The U.S. is divided into twelve (12) regions for the purposes of administering Medicare claims, including coverage decisions. These MACs are private health care insurers that have been awarded a geographic jurisdiction to process Medicare Part A and Part B medical claims for Medicare Fee-For-Service (FFS) beneficiaries.
In the absence of a national Medicare policy, each MAC decides individually, according to their own criteria, whether to cover a procedure and, if so, under what circumstances. It is possible that different MACs will issue different local coverage determinations (LCD) or that CMS will issue a national coverage determination (NCD) in the future.

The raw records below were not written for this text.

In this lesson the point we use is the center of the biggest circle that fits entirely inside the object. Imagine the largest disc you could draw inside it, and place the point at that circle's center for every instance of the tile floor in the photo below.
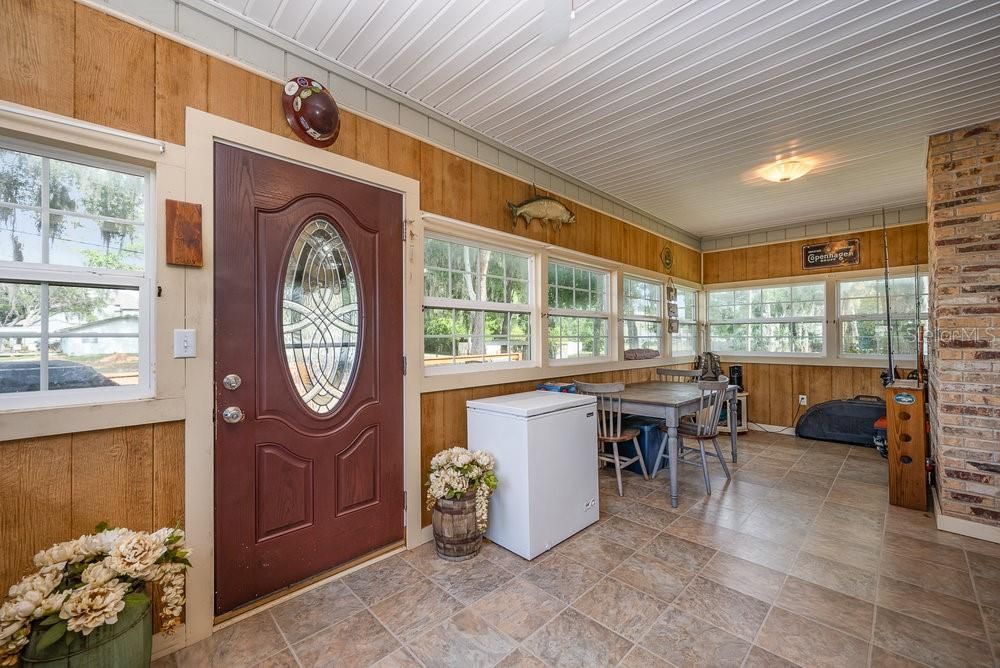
(798, 561)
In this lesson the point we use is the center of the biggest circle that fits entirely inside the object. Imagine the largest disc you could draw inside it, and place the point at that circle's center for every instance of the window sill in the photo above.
(36, 422)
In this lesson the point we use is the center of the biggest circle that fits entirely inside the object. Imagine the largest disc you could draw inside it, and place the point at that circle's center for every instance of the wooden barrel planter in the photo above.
(456, 535)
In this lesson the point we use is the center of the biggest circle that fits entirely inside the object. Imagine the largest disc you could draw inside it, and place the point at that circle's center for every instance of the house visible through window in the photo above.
(477, 304)
(579, 312)
(861, 313)
(779, 319)
(642, 317)
(73, 277)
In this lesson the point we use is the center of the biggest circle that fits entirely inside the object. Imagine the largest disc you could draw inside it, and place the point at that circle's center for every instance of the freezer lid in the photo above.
(529, 404)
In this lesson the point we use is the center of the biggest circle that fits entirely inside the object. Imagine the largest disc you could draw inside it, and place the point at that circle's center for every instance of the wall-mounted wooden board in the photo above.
(907, 246)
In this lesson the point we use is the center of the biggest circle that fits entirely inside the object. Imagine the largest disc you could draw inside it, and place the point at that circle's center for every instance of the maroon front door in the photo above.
(309, 347)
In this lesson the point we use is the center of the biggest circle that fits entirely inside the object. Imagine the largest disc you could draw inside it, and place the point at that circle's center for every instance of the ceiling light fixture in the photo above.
(782, 171)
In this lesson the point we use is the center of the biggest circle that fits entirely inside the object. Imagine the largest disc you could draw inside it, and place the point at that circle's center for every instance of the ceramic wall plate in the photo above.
(311, 111)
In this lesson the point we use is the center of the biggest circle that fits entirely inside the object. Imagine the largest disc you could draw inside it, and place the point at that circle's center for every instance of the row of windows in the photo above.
(790, 319)
(478, 309)
(73, 276)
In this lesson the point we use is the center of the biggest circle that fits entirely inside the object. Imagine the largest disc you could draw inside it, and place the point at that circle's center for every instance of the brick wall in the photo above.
(963, 192)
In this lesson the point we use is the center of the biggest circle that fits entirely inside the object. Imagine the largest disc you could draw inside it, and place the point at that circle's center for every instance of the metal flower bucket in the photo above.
(126, 644)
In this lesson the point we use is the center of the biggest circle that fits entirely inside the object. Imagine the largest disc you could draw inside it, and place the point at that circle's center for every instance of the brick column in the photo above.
(963, 193)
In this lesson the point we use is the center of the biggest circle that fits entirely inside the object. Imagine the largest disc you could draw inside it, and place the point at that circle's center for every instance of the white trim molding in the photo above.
(964, 527)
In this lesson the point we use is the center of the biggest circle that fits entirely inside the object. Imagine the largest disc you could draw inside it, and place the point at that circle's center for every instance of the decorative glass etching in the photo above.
(320, 316)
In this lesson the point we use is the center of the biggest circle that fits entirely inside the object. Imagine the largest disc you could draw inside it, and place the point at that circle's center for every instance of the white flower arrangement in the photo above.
(85, 583)
(456, 471)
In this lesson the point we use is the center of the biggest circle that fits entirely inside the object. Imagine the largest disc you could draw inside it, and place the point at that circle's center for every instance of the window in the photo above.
(685, 341)
(861, 313)
(578, 312)
(74, 281)
(477, 304)
(786, 319)
(642, 315)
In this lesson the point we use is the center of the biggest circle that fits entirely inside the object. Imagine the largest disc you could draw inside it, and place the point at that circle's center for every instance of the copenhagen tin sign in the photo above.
(841, 253)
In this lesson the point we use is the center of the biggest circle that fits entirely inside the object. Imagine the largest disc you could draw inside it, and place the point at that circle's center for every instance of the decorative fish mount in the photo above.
(544, 209)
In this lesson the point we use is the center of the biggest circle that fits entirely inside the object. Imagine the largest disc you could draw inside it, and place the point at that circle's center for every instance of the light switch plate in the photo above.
(185, 343)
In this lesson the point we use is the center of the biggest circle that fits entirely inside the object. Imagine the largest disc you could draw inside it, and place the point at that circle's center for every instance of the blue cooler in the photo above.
(649, 442)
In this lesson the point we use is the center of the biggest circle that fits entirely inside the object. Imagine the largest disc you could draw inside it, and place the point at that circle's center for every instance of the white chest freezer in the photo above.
(545, 444)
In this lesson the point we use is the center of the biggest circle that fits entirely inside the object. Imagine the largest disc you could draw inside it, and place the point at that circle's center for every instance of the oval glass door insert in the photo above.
(320, 316)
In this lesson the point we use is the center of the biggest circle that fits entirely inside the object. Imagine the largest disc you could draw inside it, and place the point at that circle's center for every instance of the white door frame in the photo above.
(202, 131)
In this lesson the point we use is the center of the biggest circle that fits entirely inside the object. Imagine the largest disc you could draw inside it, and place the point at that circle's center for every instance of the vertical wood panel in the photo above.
(35, 482)
(373, 143)
(239, 95)
(37, 53)
(181, 81)
(113, 478)
(168, 474)
(115, 76)
(404, 154)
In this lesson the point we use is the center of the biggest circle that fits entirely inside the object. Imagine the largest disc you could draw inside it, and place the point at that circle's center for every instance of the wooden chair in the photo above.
(705, 427)
(679, 375)
(609, 427)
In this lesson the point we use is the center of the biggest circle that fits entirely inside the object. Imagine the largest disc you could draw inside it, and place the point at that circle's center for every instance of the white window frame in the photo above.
(822, 320)
(839, 318)
(661, 318)
(530, 308)
(611, 308)
(35, 273)
(696, 305)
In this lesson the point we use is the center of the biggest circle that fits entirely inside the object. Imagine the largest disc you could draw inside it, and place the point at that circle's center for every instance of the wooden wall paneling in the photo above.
(115, 76)
(757, 263)
(239, 95)
(181, 81)
(347, 141)
(485, 206)
(710, 268)
(515, 191)
(37, 53)
(820, 384)
(457, 187)
(113, 479)
(842, 382)
(404, 154)
(782, 402)
(431, 179)
(279, 124)
(779, 260)
(373, 143)
(35, 483)
(168, 474)
(738, 265)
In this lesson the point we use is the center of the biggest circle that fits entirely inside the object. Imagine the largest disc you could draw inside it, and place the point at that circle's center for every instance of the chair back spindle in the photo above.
(609, 406)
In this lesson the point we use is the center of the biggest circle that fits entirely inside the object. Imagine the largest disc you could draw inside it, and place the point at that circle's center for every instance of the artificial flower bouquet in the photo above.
(85, 583)
(456, 471)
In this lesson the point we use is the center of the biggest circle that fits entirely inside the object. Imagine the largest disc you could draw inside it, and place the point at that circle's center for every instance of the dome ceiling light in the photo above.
(782, 171)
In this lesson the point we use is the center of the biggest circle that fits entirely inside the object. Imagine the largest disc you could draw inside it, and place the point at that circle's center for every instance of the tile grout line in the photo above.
(795, 559)
(288, 645)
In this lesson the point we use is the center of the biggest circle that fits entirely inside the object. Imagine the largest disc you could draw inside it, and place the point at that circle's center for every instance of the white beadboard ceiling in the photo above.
(672, 106)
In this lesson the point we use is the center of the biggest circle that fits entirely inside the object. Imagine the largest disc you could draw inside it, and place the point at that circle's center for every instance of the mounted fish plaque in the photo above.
(843, 253)
(543, 209)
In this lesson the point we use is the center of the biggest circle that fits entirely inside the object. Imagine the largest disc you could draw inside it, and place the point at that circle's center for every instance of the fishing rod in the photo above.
(889, 375)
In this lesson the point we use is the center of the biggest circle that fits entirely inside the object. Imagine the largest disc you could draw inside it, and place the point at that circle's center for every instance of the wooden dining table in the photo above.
(670, 402)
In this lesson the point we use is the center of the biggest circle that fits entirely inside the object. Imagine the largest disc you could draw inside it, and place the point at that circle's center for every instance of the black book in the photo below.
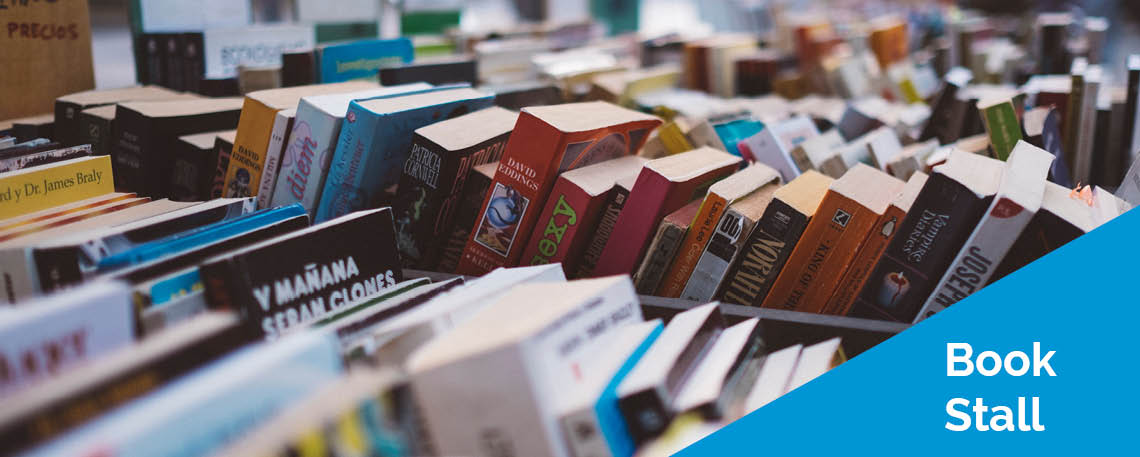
(54, 408)
(147, 131)
(303, 276)
(438, 72)
(936, 227)
(431, 186)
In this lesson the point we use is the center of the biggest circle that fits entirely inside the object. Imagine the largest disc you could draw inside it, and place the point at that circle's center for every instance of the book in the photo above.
(53, 408)
(848, 213)
(722, 369)
(251, 143)
(664, 186)
(360, 59)
(285, 282)
(514, 353)
(573, 210)
(877, 241)
(46, 337)
(311, 143)
(648, 394)
(1018, 197)
(547, 140)
(773, 238)
(375, 141)
(432, 179)
(147, 130)
(664, 246)
(466, 215)
(950, 205)
(37, 188)
(726, 243)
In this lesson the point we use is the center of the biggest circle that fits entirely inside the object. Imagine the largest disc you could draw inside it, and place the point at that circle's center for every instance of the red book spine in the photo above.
(564, 227)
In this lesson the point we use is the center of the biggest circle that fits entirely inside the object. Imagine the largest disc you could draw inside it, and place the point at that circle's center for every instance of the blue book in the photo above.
(198, 237)
(361, 59)
(205, 410)
(375, 141)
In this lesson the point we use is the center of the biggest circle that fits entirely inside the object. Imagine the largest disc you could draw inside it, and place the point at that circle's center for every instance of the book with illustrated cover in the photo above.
(433, 177)
(546, 140)
(375, 141)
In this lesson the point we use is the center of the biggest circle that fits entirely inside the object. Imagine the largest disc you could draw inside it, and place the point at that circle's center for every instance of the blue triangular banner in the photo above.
(1079, 301)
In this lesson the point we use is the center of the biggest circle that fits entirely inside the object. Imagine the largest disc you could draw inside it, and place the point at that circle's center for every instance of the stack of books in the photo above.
(544, 242)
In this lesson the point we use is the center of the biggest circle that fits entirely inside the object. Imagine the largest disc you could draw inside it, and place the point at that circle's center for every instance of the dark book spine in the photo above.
(82, 406)
(764, 255)
(941, 220)
(610, 212)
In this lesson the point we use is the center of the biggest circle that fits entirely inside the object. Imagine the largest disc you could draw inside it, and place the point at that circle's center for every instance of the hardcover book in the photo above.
(572, 211)
(1019, 195)
(851, 210)
(311, 143)
(546, 141)
(432, 180)
(148, 130)
(939, 221)
(664, 186)
(773, 238)
(251, 143)
(375, 141)
(300, 277)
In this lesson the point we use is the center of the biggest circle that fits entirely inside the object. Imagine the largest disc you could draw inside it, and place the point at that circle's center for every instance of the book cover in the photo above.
(773, 238)
(146, 130)
(1018, 198)
(259, 112)
(375, 141)
(572, 212)
(831, 241)
(950, 205)
(432, 179)
(312, 141)
(286, 282)
(37, 188)
(466, 215)
(546, 140)
(360, 59)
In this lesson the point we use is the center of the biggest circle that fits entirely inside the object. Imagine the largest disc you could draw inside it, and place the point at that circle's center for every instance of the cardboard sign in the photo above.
(46, 49)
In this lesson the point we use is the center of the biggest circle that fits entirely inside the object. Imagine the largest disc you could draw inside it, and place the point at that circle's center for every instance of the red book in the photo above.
(547, 140)
(664, 186)
(572, 211)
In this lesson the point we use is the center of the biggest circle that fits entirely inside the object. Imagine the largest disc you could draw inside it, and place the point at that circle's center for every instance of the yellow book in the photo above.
(38, 188)
(259, 112)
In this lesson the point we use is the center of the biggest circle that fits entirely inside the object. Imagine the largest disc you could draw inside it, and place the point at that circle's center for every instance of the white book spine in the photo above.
(306, 157)
(278, 138)
(980, 254)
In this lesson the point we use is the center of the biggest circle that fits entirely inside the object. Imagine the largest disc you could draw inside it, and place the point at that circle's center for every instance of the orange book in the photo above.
(876, 243)
(721, 195)
(845, 218)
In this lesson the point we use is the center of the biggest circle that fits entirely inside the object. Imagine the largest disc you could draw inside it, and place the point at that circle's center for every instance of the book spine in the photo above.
(701, 229)
(979, 256)
(609, 219)
(718, 255)
(764, 254)
(936, 227)
(247, 157)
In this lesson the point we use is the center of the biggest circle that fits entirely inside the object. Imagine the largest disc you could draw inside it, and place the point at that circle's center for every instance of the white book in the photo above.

In our opinion, that the MACs will NOT issue local coverage decisions at this time. Typically, local coverage decisions are only issued after the publication of 3 scientific studies in peer reviewed medical journals. Although HIFU has been well studied in Europe and Asia and there are numerous published studies outside of the US that document it’s effectiveness, my opinion is that coverage determinations will be issued ONLY after the publication of results from US HIFU centers. A medical journal will usually require a few years of follow up in order to deem a study worthy of publication. Since the first HIFU procedures were done in the USA in December 2015, it is still too soon for studies to be submitted to medical journals and for them t be published. I think we are 2 – 3 years away from this at best.
Medicare patients should NOT expect Medicare to reimburse their HIFU procedure at this point in time. This may change as local MACs issue local coverage determinations in the future. Medicare patients will be required to sign an Advanced Beneficiary Notice (ABN). This document informs Medicare beneficiaries that reimbursement is not expected for HIFU treatment.